In America ed in Europa, tuttavia, l’immissione tardiva della nuova console sul mercato e una campagna di marketing feroce da parte di Sega per spingere la propria, validissima, macchina a 16-bit (Il Mega Drive o Genesis) complicarono un po’ la vita al Super Famicom. Al punto che nel Vecchio Continente il Mega Drive, trasportato anche dall’impatto della nuova mascotte Sonic, personificazione della badassness su cui la compagnia faceva perno, rimase sempre la console più venduta, nonostante l’hardware decisamente superiore del Super Nintendo. Nello scontro tra i due colossi giapponesi, noi videogiocatori vincemmo tutti: entrambe le console godettero di ampie librerie costellate di titoli indimenticabili.

Yamauchi, fermamente convinto che fossero i giochi a fare la differenza, più che rispondere per le rime a colpi di campagna pubblicitaria, si concentrò nuovamente sul software, su ricerca e sviluppo e su nuove partnership: dai chip integrati nelle cartucce che rendevano possibili calcoli altrimenti impensabili sulla console come in Star Fox, sviluppato in collaborazione con Argonaut Software, alla partnership con Rare per la realizzazione del titolo renderizzato Donkey Kong Country, senza dubbio il titolo più graficamente impressionante della generazione a 16-bit, dal suo speculare opposto Yoshi’s Island, che liberò il potenziale artistico della mente di Shigeru Miyamoto, alla collaborazione con Silicon Graphics per la progettazione di una futura console a 64-bit concentrata sull’elaborazione di grafica tridimensionale.

Yamauchi aveva pensato di potenziare le possibilità tecniche e prolungare la vita dello SNES con una periferica per la lettura di dispositivi ottici, che stavano facendo miracoli per il settore PC, non dissimile a quella realizzata da Sega con il Mega-CD. Il partner scelto da Nintendo per realizzare questo add-on, denominato Nintendo Play Station, era Sony, che aveva già prodotto i chip audio del Super Famicom.

Tuttavia poco prima dell’entrata in produzione della periferica, l’accordo saltò, per motivi tutt’oggi non divulgati ma probabilmente legati alle royalties sulle licenze dei titoli pubblicati su supporto CD richieste da Sony: Yamauchi aveva fatto la fortuna di Nintendo con un’aggressiva policy sulle licenze e non era disposto a cedere quegli introiti a Sony o a nessun altro.

In barba ad ogni accordo, Nintendo formò una nuova partnership con la Philips, diretta rivale di Sony, mentre questa continuò a lavorare in proprio sulla tecnologia esistente fino a trasformarla in una console indipendente – non l’originale PlayStation, come si potrebbe credere, bensì una console mai commercializzata che però consentì a Sony di crearsi un suo know-how del mercato dei videogiochi, a cui era fondamentalmente estranea.

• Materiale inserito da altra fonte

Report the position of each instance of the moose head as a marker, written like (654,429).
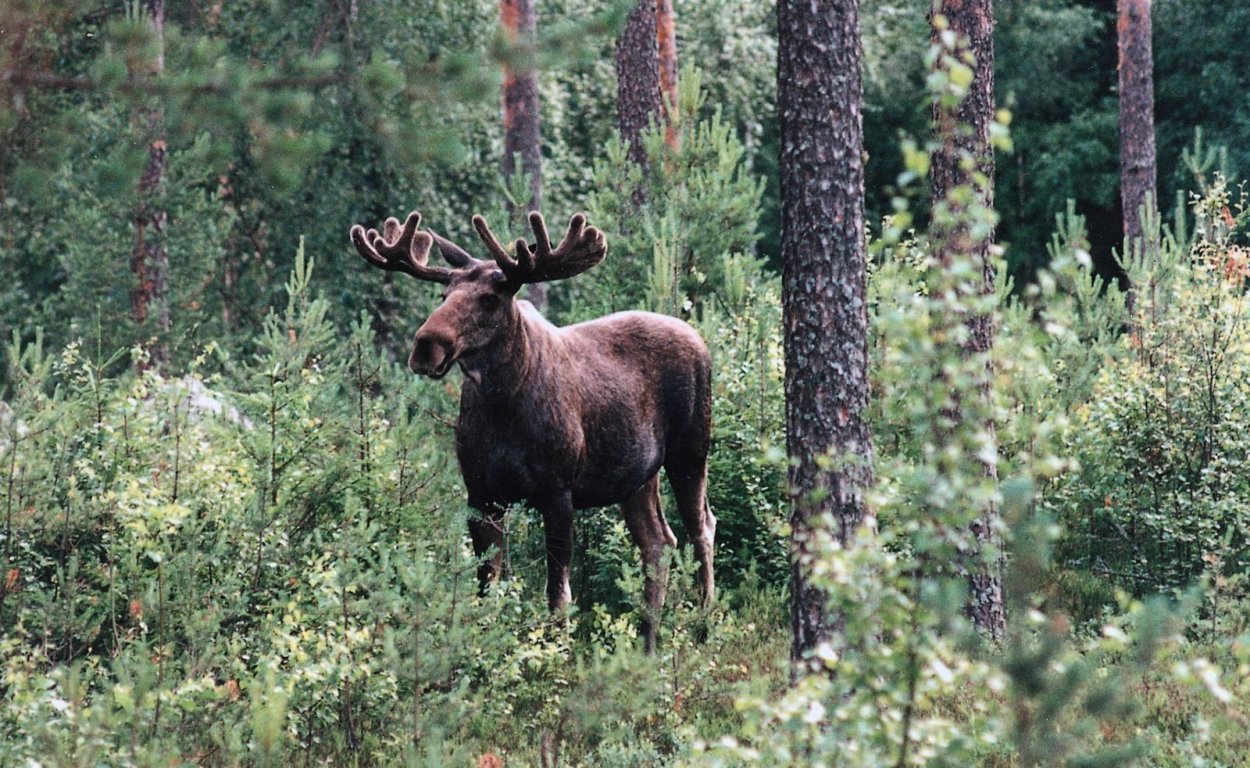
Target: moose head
(476,313)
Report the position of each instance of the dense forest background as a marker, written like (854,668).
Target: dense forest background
(233,525)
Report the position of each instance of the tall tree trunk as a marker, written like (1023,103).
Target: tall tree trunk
(638,78)
(521,118)
(1136,115)
(965,133)
(149,259)
(823,289)
(666,43)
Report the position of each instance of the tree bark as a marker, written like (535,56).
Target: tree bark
(521,119)
(823,290)
(666,44)
(1136,115)
(149,258)
(638,78)
(965,133)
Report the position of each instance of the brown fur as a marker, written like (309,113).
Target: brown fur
(566,418)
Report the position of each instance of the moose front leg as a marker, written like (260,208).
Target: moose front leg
(558,529)
(486,530)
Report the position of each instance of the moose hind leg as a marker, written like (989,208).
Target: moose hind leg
(486,530)
(689,480)
(651,533)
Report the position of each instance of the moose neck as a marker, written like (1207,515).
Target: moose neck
(508,368)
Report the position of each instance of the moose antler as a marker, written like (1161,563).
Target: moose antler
(581,248)
(400,248)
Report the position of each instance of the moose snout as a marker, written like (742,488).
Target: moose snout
(431,355)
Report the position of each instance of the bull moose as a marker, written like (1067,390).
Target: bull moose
(561,418)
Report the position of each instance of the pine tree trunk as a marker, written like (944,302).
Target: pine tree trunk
(149,259)
(666,43)
(521,120)
(638,78)
(823,289)
(960,134)
(1136,115)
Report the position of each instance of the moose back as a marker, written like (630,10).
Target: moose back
(561,418)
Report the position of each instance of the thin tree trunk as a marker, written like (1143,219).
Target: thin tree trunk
(638,78)
(149,259)
(521,118)
(1136,115)
(965,133)
(823,290)
(666,43)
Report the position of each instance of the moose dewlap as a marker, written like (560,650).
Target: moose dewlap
(561,418)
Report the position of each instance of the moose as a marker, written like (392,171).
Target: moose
(561,418)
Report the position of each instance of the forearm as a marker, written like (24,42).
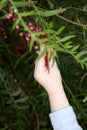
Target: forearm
(58,99)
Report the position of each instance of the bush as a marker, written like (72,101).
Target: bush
(24,27)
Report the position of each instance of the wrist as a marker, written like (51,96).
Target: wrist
(58,100)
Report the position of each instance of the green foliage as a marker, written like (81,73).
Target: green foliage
(65,29)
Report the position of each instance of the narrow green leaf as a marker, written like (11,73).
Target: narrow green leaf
(80,54)
(42,54)
(23,107)
(59,31)
(17,22)
(30,13)
(84,59)
(2,3)
(23,4)
(66,38)
(74,48)
(51,13)
(67,44)
(22,100)
(85,99)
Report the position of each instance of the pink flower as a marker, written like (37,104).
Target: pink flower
(17,27)
(27,38)
(21,34)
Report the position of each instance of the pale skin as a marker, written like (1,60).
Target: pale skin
(52,83)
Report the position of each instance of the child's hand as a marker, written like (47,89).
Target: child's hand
(51,80)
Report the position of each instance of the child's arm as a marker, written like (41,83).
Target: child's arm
(62,116)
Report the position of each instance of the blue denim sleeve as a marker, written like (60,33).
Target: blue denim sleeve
(64,119)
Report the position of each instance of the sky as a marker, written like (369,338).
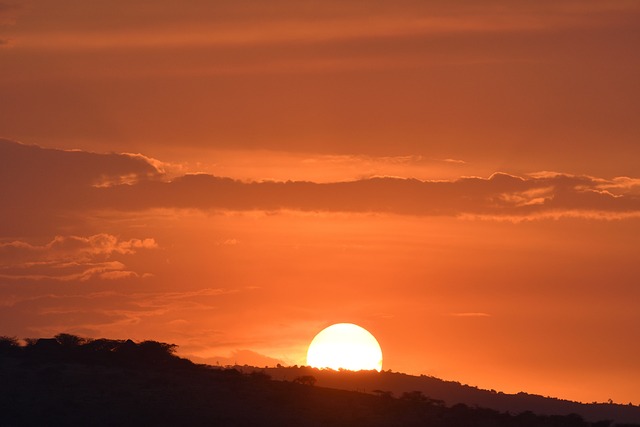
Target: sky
(459,178)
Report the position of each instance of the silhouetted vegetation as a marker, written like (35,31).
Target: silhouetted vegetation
(69,381)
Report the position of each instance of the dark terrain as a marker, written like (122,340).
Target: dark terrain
(71,381)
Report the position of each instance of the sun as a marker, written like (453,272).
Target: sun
(345,346)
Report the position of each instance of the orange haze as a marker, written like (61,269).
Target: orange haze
(459,178)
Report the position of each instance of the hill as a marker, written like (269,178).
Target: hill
(451,393)
(68,381)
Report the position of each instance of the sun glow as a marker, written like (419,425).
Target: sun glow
(345,346)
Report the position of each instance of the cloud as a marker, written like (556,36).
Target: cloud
(38,185)
(500,195)
(68,258)
(43,186)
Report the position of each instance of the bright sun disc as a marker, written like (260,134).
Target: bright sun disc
(345,346)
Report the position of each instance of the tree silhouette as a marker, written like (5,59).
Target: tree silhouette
(9,345)
(69,340)
(309,380)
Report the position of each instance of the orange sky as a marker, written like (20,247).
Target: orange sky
(460,178)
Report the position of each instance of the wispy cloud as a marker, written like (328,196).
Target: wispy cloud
(68,258)
(45,191)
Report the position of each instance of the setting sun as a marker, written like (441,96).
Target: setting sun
(345,346)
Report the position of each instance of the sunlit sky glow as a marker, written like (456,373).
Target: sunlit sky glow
(459,178)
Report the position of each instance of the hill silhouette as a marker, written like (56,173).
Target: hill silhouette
(69,380)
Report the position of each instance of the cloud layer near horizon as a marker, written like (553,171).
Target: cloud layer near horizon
(45,182)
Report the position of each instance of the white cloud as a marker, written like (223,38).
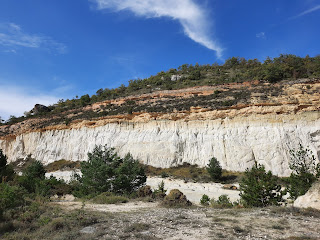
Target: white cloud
(193,18)
(12,36)
(261,35)
(16,100)
(315,8)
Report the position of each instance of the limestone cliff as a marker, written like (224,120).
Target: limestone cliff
(236,135)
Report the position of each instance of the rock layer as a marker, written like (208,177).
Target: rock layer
(311,199)
(236,142)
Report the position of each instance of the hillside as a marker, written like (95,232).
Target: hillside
(237,123)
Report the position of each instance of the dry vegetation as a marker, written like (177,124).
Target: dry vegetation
(49,221)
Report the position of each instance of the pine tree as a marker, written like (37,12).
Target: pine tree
(260,188)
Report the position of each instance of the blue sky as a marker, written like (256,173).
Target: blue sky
(57,49)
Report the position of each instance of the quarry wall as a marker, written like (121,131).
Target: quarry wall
(236,142)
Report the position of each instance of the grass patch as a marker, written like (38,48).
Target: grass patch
(190,172)
(137,227)
(109,198)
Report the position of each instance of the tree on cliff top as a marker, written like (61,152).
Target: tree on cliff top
(105,171)
(6,170)
(305,171)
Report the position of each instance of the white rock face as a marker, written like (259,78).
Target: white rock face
(194,191)
(311,199)
(236,143)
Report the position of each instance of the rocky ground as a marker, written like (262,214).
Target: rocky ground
(143,220)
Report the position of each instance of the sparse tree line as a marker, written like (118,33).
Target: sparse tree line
(108,178)
(235,69)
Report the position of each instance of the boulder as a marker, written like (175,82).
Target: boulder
(311,199)
(176,199)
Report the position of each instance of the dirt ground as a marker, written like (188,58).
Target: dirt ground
(148,220)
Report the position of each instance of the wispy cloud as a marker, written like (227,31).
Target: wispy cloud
(261,35)
(315,8)
(15,100)
(193,18)
(12,36)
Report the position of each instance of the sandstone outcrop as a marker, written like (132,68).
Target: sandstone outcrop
(261,130)
(311,199)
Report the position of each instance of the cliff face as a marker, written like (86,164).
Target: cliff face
(235,142)
(236,136)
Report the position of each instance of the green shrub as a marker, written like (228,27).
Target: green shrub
(145,191)
(305,171)
(260,188)
(106,172)
(160,193)
(176,199)
(205,200)
(33,179)
(109,198)
(10,197)
(222,202)
(214,169)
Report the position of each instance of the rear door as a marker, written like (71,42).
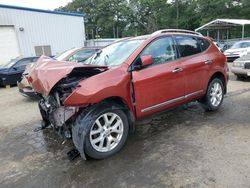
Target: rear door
(196,63)
(160,85)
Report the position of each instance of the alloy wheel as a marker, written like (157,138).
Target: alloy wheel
(106,132)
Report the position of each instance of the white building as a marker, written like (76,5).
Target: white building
(33,32)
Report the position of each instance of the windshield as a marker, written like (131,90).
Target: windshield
(63,55)
(10,63)
(114,54)
(241,45)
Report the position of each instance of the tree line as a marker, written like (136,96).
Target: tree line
(121,18)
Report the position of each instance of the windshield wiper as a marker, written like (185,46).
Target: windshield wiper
(98,53)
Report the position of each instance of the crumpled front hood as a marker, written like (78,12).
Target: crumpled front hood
(47,72)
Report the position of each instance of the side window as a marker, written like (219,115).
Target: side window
(21,64)
(187,45)
(162,50)
(82,55)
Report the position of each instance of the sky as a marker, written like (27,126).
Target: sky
(40,4)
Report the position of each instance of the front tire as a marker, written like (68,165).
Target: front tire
(214,96)
(106,132)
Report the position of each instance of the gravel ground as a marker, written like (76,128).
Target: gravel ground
(183,147)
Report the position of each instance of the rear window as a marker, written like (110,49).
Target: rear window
(188,45)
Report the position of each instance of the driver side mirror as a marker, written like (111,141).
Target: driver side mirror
(143,61)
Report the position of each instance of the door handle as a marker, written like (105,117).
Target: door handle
(208,62)
(177,70)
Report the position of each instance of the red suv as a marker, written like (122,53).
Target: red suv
(97,103)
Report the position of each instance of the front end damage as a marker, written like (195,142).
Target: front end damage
(54,81)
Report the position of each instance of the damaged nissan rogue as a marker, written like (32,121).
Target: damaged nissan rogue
(96,103)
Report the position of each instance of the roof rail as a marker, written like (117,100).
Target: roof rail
(175,31)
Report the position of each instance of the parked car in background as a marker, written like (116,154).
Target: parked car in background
(75,54)
(96,103)
(237,50)
(241,67)
(11,71)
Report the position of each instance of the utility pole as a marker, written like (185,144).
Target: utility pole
(177,13)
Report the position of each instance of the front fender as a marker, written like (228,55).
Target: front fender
(112,83)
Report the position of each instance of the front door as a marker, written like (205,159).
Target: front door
(195,63)
(160,85)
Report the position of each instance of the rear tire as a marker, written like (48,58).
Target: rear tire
(214,96)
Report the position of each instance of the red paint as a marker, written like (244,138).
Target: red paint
(152,85)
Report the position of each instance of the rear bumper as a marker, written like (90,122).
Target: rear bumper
(232,58)
(240,71)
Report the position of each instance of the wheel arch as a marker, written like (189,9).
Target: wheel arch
(122,104)
(220,76)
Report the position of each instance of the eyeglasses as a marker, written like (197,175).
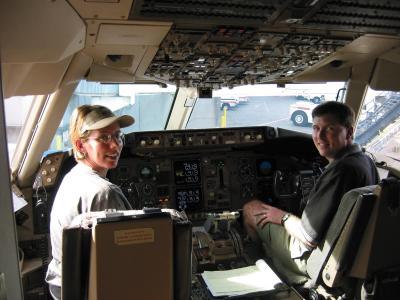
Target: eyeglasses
(119,137)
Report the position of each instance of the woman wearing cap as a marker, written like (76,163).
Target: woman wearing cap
(97,143)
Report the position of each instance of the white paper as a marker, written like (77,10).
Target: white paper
(18,202)
(241,281)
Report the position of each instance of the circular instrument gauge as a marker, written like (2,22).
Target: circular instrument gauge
(146,172)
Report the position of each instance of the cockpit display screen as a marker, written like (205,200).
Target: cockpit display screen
(187,172)
(189,199)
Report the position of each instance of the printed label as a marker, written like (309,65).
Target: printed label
(134,236)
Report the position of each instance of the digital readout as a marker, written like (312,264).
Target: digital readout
(189,199)
(187,172)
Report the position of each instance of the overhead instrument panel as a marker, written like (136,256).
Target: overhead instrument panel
(228,43)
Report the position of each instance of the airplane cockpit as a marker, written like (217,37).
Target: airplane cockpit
(222,93)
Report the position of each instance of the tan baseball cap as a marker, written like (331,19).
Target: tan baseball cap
(101,117)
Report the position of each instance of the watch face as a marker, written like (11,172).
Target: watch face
(284,218)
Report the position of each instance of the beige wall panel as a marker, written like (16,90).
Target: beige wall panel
(39,31)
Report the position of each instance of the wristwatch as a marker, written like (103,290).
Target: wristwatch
(284,218)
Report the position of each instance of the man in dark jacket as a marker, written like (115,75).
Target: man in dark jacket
(289,239)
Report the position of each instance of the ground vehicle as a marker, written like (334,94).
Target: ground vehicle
(300,112)
(229,103)
(198,46)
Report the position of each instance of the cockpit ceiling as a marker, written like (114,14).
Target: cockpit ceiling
(216,43)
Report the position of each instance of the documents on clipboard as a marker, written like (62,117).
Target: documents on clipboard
(257,278)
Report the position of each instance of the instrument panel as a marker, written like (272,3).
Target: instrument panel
(203,171)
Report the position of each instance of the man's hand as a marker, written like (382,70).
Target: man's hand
(258,213)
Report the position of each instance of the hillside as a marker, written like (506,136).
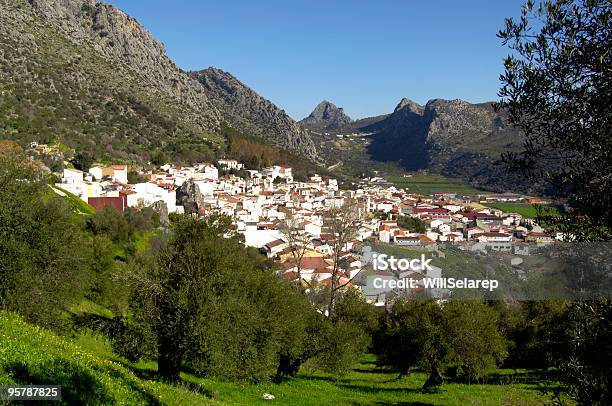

Oltre al guazzabuglio con il mai commercializzato lettore CD dello SNES, in quegli anni, nonostante il successo indiscutibile di Super Nintendo – che in ultima analisi piazzò a livello mondiale 49 milioni di console contro i 41 di Mega Drive – Yamauchi si trovò alle prese con diversi grattacapi:

  • l’insuccesso di un nuovo progetto di Yokoi in cui aveva creduto molto, il Virtual Boy, talmente fallimentare sul mercato giapponese e statunitense da non essere neanche rilasciato in Europa
  • la progressiva trasformazione della brillante Silicon Graphics, con cui stava collaborando per lo sviluppo di una console incentrata sull’elaborazione di grafica tridimensionale, in quello che Businessweek definì “una confraternita universitaria di ubriaconi”
  • le ripercussioni della causa antitrust contro Nintendo intentata (e vinta) dalla Federal Trade Commission e il malcontento degli sviluppatori, che si trovavano “motivati” a sviluppare per i competitors Sega e Sony

 

Nel 1995 Yamauchi utilizzò l’annuale Shoshinkai Exibition per annunciare l’imminente lancio della nuova console a 64-bit incentrata sulla grafica tridimensionale, nome in codice “Ultra 64”, e per sviare l’attenzione dal fallimento del Virtual Boy e la mai avvenuta materializzazione di un supporto CD per il Super Famicom, promesso per anni.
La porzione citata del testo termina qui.